Senza la crisi prodotta dal crollo dei prezzi internazionali delle materie prime a cominciare dal petrolio, Dilma starebbe ancora al suo posto. Ma il caso Petrobras è esemplare: un’impresa-leader a livello mondiale ha perduto in pochi mesi i due terzi del valore in Borsa e i bilanci fino ad allora non propriamente truccati, nondimeno esposti a rischiose variabili, hanno rivelato buchi neri per centinaia di milioni di dollari. Delusa e spaventata da inflazione e disoccupazione, la classe media si è allontanata dalla Presidente. I potentati dell’informazione di massa hanno registrato la sua caduta d’immagine e lanciato l’affondo finale. Gli alleati di governo hanno alzato il prezzo del loro sostegno considerandolo ormai decisivo. Però non c’erano più risorse per soddisfarli. E’ cominciata così la frana di conti e complicità, alleanze e perfino amicizie personali. Lo stesso partito di Dilma e Lula, il Partido dos Trabalhadores (PT) non ha tradito, ma è rimasto lesionato da profonde fratture interne e significative defezioni.

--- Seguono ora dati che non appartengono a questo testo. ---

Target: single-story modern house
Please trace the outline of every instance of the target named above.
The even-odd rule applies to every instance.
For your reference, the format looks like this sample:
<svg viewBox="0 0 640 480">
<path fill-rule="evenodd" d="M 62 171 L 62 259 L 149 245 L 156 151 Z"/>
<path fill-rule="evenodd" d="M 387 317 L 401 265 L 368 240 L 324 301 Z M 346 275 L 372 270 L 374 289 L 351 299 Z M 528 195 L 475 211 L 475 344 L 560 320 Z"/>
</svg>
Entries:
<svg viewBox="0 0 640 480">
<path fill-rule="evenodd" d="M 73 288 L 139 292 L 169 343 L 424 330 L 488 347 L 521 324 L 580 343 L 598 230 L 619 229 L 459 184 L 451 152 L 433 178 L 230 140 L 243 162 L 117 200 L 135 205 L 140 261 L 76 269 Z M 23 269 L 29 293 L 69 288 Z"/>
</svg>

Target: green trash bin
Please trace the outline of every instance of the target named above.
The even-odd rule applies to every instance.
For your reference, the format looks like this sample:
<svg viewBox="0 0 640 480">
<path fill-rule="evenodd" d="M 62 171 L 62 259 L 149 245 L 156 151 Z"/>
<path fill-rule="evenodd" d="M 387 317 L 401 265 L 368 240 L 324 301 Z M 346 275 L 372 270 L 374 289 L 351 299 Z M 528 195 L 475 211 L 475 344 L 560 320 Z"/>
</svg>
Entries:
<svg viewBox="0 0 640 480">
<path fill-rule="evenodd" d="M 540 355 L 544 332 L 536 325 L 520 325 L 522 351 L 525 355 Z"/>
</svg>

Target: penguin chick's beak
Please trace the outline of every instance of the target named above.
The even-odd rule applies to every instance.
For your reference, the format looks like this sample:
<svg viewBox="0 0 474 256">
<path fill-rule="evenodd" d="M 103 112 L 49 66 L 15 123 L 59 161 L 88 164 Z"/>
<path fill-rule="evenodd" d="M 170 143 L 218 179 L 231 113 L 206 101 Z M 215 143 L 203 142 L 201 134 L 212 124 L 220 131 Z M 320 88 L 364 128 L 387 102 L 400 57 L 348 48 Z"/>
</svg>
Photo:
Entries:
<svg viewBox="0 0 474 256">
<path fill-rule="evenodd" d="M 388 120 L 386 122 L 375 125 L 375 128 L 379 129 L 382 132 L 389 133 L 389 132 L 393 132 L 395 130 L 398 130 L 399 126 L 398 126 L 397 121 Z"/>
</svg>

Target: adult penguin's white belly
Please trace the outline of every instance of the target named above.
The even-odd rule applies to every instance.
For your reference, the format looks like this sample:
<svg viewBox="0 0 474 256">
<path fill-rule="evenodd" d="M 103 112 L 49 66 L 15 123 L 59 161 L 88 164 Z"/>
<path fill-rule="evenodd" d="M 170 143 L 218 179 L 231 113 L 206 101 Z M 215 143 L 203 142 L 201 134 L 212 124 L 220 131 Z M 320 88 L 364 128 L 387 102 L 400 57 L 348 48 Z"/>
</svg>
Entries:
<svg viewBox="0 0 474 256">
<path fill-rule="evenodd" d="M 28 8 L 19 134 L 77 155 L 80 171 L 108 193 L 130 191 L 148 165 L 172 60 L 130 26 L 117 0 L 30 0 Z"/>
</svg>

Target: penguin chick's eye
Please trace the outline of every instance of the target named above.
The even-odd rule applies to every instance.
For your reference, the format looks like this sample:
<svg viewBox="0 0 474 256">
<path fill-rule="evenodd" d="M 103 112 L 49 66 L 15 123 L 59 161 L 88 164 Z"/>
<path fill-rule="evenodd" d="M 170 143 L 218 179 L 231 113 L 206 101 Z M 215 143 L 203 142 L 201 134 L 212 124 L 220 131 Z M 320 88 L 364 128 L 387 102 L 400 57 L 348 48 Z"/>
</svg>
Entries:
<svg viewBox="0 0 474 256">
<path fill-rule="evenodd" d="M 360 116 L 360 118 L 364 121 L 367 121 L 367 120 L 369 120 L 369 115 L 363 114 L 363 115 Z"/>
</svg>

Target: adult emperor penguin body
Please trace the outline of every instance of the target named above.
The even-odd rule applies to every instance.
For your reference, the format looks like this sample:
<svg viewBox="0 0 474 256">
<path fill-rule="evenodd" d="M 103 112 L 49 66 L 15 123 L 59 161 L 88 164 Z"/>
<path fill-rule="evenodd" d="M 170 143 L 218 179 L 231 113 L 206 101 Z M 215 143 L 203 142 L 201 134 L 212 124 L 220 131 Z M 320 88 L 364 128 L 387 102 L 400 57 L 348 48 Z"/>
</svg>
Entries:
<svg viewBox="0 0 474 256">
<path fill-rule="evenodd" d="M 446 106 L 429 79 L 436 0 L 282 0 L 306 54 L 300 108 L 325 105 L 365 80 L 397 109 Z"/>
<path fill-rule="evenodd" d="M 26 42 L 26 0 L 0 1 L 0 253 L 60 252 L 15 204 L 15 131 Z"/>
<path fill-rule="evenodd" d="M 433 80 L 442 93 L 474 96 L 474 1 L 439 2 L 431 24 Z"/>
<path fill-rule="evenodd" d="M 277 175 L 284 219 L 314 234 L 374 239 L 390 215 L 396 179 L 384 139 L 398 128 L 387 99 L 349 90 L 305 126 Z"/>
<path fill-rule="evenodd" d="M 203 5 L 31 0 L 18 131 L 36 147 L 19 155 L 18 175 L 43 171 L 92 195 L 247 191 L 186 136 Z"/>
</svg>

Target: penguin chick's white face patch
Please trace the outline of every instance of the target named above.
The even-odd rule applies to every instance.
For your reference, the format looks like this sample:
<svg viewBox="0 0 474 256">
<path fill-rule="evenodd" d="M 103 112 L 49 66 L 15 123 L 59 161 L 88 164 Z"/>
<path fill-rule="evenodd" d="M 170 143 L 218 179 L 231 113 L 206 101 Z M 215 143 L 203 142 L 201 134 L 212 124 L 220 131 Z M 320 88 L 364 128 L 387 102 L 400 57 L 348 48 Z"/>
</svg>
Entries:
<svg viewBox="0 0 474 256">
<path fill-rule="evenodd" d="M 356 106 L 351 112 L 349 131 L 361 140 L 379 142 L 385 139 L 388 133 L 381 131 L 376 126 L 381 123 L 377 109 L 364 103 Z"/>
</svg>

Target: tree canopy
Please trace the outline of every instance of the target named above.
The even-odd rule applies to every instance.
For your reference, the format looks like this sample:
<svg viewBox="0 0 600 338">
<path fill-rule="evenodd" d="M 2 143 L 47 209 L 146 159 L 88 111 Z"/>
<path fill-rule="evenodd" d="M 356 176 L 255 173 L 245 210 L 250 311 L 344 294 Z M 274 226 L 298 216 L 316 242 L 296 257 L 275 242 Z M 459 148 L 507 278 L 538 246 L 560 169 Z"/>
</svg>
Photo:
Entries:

Non è la fine della politica in Brasile. E neppure la fine di Dilma. Lo stesso Senato che la mette fuori dal Palacio do Planalto ha respinto la richiesta di sospenderle i diritti politici presentata dai suoi nemici più accaniti, scivolati in minoranza. Le incertezze coprono però l’intero orizzonte del gigante sudamericano, dall’economia al sistema politico. Il governo Temer, incognite giudiziarie a parte, difficilmente potrà evitare di chiamare a prossime elezioni generali. La situazione finanziaria e l’occupazione restano allarmanti. La discussione sulle proposte di Dilma per configurare come reato la doppia contabilità con cui vengono amministrati i partiti, permettere alla magistratura penale di perseguire le ricchezze di origine illecita e tipificare il reato di arricchimento personale per i funzionari pubblici è stata rinviata a data da destinarsi. Da Brasilia a San Paolo e Rio molti prevedono che insieme alle riforme agraria e fiscale e alla richiesta di un’auditoria sul debito pubblico, costituiranno il programma della Presidente estromessa nel suo ritorno alla battaglia politica.